Cette image du dessinateur attitré du “Monde” met en scène Benoît XVI en train de sodomiser un enfant. En surtitre : “Pédophilie : le pape prend position”. “Quitte à se faire enculer, autant aller voter dimanche !”, dit le bambin. Plantu précise sur la même planche, intitulée “Jean-Paul et Benoît, une croisade des moeurs qui n’en finit pas”, que ce dessin est un canular : “J’ai voulu faire une blague à la directrice de la rédaction à la veille des élections régionales ; je lui envoie ce dessin, lui faisant croire que c’était le dessin du jour : elle a failli tomber dans les pommes”.
A noter que ce dessin, déjà paru dans “Le Monde” et dans “Le Monde magazine” en 2010, a provoqué en 2011 une plainte portée par l’Alliance générale contre le racisme et le respect de l’identité française et chrétienne (Agrif). Le procès qui devait se tenir en septembre 2013 a été reporté au 1er juillet 2014.
“Insultant, déplacé et injuste”
Contacté par “Le Nouvel Observateur”, le groupe Bayard reconnaît un “dysfonctionnement” et souligne se trouver “dans une logique d’apaisement”. “Le combat de l’association Cartooning for Peace est honorable et nous le soutenons, d’autant que nous organisons un concours de caricatures avec le magazine ‘Phosphore’ que nous éditons.”

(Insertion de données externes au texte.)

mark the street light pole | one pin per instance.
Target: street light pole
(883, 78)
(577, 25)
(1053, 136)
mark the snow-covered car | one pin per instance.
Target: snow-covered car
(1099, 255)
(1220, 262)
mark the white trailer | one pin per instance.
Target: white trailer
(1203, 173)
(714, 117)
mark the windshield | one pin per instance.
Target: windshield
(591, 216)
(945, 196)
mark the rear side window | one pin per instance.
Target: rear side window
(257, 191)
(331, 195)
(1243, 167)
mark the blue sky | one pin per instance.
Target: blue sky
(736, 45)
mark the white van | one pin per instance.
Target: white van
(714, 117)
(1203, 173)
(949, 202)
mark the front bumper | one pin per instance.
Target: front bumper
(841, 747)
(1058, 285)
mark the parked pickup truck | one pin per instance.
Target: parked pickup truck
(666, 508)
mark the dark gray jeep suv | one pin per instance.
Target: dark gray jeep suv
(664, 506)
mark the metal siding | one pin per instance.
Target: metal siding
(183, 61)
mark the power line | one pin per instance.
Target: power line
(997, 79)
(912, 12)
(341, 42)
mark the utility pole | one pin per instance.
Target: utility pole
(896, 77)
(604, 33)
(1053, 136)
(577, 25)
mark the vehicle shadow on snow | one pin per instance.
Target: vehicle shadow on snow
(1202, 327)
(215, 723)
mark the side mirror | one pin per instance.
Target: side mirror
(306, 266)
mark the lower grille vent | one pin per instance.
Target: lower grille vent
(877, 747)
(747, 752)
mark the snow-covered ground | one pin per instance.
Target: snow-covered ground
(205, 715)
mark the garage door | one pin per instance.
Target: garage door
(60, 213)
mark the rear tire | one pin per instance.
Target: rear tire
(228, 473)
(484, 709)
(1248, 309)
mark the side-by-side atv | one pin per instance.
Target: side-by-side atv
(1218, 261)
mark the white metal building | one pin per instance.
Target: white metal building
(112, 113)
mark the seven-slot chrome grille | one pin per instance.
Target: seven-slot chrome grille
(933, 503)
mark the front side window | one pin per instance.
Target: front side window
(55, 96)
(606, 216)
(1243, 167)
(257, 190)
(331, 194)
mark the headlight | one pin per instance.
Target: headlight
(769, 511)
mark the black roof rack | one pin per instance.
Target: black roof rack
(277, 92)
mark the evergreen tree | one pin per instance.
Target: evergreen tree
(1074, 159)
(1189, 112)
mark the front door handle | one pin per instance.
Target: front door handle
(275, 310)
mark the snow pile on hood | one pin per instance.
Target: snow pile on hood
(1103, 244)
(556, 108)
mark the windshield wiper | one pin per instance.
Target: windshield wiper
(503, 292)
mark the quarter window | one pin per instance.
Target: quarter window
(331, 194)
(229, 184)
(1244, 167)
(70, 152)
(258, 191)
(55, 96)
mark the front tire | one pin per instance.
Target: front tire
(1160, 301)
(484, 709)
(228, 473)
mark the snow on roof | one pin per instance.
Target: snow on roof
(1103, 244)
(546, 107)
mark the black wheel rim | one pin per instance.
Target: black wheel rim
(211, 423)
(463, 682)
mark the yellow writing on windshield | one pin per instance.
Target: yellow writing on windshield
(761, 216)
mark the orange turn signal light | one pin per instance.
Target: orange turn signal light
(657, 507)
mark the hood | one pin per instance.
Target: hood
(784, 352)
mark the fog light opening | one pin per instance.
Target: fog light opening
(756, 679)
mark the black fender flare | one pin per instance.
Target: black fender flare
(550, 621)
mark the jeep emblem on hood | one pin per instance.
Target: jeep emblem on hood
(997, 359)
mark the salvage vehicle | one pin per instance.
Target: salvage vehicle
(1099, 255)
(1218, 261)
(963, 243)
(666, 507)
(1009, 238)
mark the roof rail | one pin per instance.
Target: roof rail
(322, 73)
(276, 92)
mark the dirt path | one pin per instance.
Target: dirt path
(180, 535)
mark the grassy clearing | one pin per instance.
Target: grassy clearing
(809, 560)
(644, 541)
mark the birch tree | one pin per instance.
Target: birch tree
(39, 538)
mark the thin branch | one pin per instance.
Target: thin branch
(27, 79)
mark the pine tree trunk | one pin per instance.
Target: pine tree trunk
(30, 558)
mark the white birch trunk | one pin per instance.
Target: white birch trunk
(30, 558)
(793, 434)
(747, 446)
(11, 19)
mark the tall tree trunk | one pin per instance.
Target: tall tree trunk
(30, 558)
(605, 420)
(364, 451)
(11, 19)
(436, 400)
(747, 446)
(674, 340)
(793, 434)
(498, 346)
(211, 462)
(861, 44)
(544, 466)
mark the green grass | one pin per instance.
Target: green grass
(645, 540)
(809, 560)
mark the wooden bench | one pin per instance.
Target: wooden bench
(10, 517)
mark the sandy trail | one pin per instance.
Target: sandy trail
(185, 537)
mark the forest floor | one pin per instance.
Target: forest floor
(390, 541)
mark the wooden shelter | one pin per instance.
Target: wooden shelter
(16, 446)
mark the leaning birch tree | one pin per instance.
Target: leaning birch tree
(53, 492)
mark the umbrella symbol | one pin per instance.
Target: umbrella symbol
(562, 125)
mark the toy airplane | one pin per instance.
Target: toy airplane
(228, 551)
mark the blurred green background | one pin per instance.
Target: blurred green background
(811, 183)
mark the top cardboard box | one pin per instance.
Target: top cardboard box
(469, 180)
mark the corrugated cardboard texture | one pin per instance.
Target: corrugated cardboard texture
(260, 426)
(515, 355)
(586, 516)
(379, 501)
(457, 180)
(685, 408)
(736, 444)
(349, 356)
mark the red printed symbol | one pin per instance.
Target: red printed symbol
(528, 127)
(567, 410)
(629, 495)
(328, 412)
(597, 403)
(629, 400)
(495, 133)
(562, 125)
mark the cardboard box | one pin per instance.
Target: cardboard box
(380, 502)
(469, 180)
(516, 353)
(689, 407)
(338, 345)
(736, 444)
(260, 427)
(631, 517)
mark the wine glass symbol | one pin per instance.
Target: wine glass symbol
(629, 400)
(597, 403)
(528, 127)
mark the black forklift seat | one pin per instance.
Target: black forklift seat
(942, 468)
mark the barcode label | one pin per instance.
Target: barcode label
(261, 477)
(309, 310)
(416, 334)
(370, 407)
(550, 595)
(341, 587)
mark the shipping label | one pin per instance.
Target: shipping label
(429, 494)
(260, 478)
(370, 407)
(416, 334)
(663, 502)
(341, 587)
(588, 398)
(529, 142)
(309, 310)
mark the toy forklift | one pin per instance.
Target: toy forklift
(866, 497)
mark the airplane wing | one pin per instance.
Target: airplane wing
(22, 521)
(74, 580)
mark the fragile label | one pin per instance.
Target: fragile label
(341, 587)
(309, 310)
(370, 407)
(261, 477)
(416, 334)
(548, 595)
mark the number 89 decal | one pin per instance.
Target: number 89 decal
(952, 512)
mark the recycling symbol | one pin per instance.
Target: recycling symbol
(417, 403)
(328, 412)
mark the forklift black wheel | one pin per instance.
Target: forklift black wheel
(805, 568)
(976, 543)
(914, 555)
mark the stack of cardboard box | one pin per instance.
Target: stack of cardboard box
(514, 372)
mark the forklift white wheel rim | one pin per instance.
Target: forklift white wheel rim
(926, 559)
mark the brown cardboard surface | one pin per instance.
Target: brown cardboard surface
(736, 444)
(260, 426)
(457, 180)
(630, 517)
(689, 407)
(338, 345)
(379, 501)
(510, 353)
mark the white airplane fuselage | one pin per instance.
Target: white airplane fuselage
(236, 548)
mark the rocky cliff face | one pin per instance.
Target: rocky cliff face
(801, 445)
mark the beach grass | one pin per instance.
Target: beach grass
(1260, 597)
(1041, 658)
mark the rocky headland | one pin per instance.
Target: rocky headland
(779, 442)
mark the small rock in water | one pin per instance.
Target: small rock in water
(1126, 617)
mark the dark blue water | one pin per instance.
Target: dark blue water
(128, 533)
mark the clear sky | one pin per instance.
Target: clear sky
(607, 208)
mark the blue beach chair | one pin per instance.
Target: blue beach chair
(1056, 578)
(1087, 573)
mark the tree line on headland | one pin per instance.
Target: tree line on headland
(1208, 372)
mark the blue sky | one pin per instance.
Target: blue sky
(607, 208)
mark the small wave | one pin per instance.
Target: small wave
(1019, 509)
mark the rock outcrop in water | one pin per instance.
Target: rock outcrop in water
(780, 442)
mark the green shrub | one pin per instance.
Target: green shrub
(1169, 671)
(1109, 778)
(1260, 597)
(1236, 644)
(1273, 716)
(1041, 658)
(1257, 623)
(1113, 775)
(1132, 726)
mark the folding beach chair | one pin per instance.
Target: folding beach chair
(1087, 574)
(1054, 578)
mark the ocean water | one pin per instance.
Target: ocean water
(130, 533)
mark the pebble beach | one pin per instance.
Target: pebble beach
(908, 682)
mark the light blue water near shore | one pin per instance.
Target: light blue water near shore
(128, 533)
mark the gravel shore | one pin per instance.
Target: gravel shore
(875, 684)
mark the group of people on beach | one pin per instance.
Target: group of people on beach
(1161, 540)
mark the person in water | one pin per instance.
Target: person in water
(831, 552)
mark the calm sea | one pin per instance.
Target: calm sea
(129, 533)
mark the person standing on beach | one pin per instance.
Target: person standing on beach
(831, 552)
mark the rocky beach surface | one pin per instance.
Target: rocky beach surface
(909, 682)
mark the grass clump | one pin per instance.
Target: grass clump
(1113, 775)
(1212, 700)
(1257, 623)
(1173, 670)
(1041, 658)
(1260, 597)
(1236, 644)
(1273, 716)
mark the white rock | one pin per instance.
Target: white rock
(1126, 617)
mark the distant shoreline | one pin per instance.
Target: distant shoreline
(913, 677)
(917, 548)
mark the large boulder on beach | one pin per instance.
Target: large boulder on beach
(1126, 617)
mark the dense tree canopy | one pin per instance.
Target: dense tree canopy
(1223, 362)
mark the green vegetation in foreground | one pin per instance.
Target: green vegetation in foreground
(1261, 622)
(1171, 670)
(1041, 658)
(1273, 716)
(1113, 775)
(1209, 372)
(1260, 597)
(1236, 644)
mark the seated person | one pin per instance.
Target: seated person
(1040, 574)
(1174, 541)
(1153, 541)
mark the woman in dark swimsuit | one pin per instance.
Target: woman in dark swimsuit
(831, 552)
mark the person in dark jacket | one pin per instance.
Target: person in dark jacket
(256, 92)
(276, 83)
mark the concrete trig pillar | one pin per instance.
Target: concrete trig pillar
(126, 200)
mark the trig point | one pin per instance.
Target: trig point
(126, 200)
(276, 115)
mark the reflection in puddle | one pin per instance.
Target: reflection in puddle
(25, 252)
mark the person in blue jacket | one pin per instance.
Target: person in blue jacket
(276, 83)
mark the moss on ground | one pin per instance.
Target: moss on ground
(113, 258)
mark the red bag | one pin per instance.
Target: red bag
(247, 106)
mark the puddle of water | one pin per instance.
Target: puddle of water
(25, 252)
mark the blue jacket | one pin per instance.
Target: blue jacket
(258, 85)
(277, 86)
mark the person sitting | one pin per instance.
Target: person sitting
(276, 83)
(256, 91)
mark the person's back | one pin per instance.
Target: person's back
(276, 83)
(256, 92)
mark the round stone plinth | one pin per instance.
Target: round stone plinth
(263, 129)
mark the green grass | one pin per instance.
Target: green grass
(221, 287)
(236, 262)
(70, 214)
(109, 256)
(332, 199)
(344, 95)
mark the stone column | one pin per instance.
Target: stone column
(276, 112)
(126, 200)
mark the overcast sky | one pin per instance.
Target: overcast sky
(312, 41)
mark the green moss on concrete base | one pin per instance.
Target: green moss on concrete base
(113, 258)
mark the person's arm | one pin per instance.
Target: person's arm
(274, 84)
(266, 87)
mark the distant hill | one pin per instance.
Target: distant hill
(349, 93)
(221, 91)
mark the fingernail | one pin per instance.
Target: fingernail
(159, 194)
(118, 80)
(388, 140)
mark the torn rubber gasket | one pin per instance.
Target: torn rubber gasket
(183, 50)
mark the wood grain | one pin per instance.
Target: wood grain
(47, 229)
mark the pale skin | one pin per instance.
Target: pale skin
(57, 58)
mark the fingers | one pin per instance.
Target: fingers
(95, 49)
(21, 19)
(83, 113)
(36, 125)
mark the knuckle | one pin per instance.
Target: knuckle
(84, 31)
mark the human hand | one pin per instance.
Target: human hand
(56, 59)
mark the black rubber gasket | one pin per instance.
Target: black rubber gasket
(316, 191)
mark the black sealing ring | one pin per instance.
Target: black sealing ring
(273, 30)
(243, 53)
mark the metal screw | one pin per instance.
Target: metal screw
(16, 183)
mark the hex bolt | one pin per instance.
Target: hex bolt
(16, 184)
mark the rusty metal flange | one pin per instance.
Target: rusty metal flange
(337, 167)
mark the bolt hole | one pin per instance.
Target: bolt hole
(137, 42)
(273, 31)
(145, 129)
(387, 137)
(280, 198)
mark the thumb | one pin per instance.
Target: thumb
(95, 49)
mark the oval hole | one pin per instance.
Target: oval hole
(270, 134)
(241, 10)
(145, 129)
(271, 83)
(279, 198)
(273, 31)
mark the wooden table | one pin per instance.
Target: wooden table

Mais cette caricature-là nous paraissait impossible à publier, étant donné que nous sommes un groupe catholique. C’est une question de respect envers notre public et envers Benoît XVI. Ce dessin nous a semblé insultant, déplacé et pour tout dire, injuste, car Benoît XVI a beaucoup oeuvré contre la pédophilie dans l’Eglise.”
De son côté, Plantu dit se trouver dans “la stupeur et l’incompréhension”, d’autant que l’objet du livre est précisément d'”imprimer des dessins casse-gueule”. “Nous sommes apparement tombés sur une crispation de dernier moment et j’ai eu le sentiment d’une frayeur téléguidée, raconte-t-il. Et cela ne concerne que deux ou trois personnes chez Bayard. Rien à voir avec l’ensemble du personnel. Aujourd’hui, les peurs s’installent pour un oui ou pour un non.”
J’ai le sentiment que Bayard a voulu faire un livre avec nos ‘brûlots’ et quand ils ont le livre en main, ils disent ‘Ouah ça brûle !’. On aurait dû faire un livre sur les mollusques en Franche-Comté, on n’aurait eu aucun problème !
“Ce n’est pas un cas de censure”, affirme-t-on encore chez Bayard. “Nous ne sommes pas une autorité gouvernementale ou une institution chargée de passer en revue les différentes formes d’expression. De plus, nous n’entravons pas la publication de l’ouvrage et nous avons fait tout ce qui était en notre pouvoir pour qu’il sorte le plus rapidement possible”.
Le recueil paraîtra finalement chez Actes Sud. “Nous visons une sortie autour du 19 mai, jour de la projection du film à Cannes”, indique la maison d’édition au “Nouvel Observateur”, expliquant que “si Plantu s’est tourné vers Actes Sud, c’est parce que nous réfléchissons depuis plusieurs mois à une série de livres avec Cartooning for Peace. ‘Caricaturistes : Fantassins de la démocratie’ sera donc le premier volume de cette série.”
Une démarche qui rassure Plantu : “Quand je vois la réaction d’Actes Sud, je me dis que l’espoir est toujours possible”.